Things may have changed in recent years, but back when I was keeping up with US tax regulations it was common knowledge (well, included in my tax classes at university) that for rented property you "must" take depreciation each year that it is rented out and that the amount of depreciation is then taken against the basis of the property (i.e. it reduces the basis of the property). On sale, the reduced basis of the property is what determines the amount of the capital gain.

I haven't heard of a separate tax on the depreciation not taken - but as far as I know your residence outside the US has absolutely no bearing on how any tax is imposed.


----------



## Nivie (Apr 22, 2021)

Bevdeforges said:


> Things may have changed in recent years, but back when I was keeping up with US tax regulations it was common knowledge (well, included in my tax classes at university) that for rented property you "must" take depreciation each year that it is rented out and that the amount of depreciation is then taken against the basis of the property (i.e. it reduces the basis of the property). On sale, the reduced basis of the property is what determines the amount of the capital gain.
> 
> I haven't heard of a separate tax on the depreciation not taken - but as far as I know your residence outside the US has absolutely no bearing on how any tax is imposed.


Thanks. Unfortunately we did not know. Not a lot we can do except find a CPA to file this year for us and pay what is owed ):


----------



## Bevdeforges (Nov 16, 2007)

Not sure about finding a CPA but you could look for a Enrolled Agent. This is a category of tax preparer certified and registered with the IRS. Outside the US, there are some accountants who train and register as enrolled agents, whether or not they are CPAs.

Take a look at the website for the National Association of Enrolled Agents for more information and for a search page that will give you enrolled agents outside the US: https://taxexperts.naea.org/listing/results.php (The list of countries is on the left side of the page.)


----------



## 255 (Sep 8, 2018)

@Nivie -- Your question: "So my question is, as we were resident overseas here in the UK during the entire period the property was being used to generate a rental income, is Depreciation Expense relevant and more importantly, will the difference between depreciation and selling price mean another tax over and above the capital gains?"

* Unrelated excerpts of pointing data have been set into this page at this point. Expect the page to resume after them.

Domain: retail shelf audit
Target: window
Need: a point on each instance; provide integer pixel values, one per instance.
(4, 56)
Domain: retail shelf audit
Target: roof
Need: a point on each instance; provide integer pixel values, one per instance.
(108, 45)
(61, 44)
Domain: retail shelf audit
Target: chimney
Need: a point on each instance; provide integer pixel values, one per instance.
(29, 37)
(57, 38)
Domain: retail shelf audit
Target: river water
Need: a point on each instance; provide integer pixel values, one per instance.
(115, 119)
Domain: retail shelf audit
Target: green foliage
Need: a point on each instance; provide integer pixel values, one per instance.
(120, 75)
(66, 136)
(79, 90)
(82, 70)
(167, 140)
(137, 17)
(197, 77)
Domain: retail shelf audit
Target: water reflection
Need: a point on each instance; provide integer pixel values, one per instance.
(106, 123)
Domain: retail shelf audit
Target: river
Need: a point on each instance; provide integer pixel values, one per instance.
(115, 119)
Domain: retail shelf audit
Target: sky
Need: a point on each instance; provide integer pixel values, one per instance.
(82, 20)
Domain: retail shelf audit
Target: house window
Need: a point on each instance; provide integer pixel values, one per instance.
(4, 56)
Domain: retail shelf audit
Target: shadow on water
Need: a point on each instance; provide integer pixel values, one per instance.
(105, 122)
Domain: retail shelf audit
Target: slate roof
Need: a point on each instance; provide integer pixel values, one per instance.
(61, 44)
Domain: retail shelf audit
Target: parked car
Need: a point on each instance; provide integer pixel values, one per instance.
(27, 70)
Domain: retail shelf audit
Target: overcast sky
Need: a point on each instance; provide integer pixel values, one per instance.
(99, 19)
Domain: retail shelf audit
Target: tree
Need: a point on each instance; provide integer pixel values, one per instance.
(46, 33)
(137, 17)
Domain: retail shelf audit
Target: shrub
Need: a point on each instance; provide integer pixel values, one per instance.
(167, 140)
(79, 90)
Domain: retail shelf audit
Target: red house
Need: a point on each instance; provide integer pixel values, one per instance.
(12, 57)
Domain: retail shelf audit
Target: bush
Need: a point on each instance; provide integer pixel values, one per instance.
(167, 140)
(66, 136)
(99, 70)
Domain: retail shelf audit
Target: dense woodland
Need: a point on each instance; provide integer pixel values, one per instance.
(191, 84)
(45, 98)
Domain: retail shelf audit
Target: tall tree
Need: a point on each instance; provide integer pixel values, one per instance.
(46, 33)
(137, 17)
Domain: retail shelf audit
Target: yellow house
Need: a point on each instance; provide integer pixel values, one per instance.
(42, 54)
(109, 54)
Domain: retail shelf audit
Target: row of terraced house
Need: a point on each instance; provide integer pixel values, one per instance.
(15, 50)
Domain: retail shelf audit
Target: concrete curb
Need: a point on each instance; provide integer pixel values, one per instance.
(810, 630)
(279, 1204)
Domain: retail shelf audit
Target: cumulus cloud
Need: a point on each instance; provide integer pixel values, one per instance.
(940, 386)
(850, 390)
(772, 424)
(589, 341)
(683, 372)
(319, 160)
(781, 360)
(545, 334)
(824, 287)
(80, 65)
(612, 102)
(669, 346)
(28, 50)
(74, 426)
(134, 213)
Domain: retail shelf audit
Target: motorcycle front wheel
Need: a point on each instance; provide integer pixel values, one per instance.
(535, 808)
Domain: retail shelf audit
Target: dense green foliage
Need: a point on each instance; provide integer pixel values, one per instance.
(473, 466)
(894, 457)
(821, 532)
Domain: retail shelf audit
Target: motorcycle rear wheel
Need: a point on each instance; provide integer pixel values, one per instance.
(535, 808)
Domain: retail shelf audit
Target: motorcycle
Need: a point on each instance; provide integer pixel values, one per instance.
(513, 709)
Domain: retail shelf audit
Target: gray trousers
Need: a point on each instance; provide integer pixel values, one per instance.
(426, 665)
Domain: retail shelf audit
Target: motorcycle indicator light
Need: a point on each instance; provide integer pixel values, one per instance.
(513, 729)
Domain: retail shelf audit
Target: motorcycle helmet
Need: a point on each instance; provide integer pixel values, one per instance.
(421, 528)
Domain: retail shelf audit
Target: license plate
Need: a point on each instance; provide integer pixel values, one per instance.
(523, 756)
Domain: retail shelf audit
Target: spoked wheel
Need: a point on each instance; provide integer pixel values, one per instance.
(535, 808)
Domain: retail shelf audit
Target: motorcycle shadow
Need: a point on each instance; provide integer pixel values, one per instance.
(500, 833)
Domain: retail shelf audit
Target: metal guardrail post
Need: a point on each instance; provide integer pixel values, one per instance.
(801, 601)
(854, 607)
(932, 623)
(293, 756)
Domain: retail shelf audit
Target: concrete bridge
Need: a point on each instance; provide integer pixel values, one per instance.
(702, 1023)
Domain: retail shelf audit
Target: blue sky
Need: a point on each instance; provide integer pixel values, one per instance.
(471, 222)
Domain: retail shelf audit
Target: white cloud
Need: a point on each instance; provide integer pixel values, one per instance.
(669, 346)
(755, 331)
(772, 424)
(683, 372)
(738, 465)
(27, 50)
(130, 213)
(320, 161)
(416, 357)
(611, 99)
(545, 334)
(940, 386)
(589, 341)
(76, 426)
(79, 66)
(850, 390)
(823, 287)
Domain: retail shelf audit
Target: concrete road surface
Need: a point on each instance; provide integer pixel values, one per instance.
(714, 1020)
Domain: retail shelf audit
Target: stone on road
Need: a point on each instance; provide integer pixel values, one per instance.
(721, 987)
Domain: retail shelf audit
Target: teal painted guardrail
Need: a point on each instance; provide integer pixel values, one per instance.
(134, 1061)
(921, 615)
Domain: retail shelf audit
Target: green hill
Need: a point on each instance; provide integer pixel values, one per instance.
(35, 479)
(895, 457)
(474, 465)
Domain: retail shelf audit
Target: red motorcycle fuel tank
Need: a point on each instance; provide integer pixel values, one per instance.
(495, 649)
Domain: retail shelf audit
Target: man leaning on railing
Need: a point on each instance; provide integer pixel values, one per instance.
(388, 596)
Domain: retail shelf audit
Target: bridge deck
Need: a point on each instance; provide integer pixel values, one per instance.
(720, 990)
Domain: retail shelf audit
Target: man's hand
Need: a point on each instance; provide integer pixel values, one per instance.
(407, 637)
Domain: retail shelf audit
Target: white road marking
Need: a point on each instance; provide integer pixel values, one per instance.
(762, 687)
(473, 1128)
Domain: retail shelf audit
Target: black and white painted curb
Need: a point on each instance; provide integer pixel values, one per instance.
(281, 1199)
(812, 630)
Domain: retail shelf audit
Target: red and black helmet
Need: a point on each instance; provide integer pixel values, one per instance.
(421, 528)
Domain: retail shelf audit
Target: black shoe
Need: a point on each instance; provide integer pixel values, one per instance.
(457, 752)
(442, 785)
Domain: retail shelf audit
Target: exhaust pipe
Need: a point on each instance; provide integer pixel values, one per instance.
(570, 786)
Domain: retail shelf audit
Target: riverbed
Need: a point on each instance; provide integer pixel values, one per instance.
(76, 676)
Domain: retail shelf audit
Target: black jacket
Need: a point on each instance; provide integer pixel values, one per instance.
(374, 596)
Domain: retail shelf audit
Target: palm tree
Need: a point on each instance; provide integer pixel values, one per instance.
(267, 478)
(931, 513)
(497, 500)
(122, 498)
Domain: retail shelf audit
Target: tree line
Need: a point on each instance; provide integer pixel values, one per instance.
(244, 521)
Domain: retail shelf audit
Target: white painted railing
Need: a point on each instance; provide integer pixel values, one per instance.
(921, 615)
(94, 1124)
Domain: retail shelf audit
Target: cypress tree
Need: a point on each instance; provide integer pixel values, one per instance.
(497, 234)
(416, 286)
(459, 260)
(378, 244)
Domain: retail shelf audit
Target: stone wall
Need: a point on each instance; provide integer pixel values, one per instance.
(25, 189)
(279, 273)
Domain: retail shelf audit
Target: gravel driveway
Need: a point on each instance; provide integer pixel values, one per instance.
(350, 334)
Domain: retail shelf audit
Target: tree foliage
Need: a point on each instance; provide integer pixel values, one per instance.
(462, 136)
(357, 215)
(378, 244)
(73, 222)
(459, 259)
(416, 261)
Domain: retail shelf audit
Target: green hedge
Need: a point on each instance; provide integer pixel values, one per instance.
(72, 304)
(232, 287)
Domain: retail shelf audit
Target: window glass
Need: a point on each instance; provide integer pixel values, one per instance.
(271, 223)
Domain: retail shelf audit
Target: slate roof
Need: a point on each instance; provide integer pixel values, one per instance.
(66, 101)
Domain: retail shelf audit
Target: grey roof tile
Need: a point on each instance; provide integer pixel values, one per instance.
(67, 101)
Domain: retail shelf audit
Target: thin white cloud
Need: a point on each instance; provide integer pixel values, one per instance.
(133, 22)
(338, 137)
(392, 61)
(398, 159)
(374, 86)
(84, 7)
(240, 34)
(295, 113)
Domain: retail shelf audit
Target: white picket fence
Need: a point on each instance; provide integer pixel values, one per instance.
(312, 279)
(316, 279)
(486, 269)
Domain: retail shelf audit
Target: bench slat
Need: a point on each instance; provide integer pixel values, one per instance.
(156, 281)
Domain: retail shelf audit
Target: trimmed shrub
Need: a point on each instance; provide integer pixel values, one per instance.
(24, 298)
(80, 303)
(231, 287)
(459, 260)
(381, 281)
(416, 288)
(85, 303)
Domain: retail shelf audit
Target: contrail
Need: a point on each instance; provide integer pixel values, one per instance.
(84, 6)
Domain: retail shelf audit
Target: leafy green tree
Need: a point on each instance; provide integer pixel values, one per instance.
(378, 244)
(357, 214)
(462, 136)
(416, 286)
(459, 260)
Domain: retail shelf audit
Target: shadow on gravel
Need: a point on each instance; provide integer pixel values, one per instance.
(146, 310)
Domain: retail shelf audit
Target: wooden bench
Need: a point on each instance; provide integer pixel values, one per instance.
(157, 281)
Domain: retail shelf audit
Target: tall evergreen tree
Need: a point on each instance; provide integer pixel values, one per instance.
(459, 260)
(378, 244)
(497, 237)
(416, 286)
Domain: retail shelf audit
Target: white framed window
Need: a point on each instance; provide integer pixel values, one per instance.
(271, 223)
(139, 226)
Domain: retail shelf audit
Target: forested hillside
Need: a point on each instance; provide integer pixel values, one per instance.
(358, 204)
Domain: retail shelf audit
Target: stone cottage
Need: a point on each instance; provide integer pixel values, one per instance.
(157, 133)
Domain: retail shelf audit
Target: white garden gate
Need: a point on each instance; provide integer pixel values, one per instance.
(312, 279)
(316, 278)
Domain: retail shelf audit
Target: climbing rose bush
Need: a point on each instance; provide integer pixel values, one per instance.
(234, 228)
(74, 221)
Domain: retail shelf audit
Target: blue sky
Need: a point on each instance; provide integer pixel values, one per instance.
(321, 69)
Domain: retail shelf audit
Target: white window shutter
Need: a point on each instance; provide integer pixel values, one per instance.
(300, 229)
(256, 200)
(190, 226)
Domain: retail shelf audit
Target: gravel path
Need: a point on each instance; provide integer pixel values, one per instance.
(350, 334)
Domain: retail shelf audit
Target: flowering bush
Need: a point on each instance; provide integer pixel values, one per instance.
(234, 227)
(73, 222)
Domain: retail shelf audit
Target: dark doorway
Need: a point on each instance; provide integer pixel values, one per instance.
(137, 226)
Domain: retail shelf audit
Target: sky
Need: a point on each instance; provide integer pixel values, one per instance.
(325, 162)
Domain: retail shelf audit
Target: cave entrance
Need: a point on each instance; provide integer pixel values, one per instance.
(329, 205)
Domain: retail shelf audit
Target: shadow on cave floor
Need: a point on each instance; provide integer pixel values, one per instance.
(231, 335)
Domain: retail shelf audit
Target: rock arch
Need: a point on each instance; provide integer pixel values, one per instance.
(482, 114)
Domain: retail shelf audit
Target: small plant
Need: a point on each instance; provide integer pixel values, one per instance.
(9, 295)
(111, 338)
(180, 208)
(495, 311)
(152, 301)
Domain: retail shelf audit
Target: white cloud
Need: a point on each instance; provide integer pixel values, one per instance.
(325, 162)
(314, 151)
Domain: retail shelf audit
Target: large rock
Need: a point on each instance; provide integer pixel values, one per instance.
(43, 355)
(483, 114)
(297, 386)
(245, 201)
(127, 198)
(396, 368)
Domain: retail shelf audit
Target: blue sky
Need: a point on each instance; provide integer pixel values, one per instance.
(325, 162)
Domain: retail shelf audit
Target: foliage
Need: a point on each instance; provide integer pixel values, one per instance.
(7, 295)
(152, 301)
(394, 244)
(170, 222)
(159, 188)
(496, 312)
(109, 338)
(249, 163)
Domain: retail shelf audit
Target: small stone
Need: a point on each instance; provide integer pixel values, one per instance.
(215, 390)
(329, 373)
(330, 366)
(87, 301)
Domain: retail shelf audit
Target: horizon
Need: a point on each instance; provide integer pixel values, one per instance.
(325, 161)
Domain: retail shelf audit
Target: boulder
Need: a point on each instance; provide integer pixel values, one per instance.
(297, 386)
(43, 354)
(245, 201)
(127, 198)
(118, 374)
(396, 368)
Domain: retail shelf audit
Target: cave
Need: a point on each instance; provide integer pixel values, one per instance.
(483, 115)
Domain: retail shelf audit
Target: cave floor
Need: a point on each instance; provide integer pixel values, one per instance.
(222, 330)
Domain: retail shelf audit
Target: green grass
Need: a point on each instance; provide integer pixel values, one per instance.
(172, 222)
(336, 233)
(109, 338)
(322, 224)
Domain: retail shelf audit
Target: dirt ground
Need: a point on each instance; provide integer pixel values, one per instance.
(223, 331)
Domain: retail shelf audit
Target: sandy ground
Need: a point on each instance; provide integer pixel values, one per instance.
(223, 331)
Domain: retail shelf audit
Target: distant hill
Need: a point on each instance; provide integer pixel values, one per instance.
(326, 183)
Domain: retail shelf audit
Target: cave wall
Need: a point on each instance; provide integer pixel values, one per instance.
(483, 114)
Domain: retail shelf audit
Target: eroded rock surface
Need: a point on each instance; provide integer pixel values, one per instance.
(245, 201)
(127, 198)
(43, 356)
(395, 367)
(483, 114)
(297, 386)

Your residence in the UK is immaterial to whether you take depreciation on a rental property. Depreciation is normally taken on business property, including rental real estate, and as @Bev said, any depreciation will be "recaptured" on the sale of the property, by adjusting your basis. The beauty of depreciation is that it can reduce your income, over and above your net income/loss (of course RE is considered passive, so unless you qualify, as a real estate professional, you'll only be able to offset other "passive" income.) Whether it makes sense to file amended returns, to capture depreciation in past years, is just a matter of doing the calculations. It is not unusual for the IRS to impute depreciation, if it was "reasonable" to take it (it was.) You can still file amended returns (1040-X,) to capture the depreciation deductions for the last three years.

So bottom line, the depreciation is relevant, and you'll have to adjust your basis for calculating your capital gains, whether you took the depreciation deductions in earlier years (or file amended returns to capture it,) or not. I would certainly calculate the depreciation and probably file amended returns for the last three years. There is no extra 25% tax.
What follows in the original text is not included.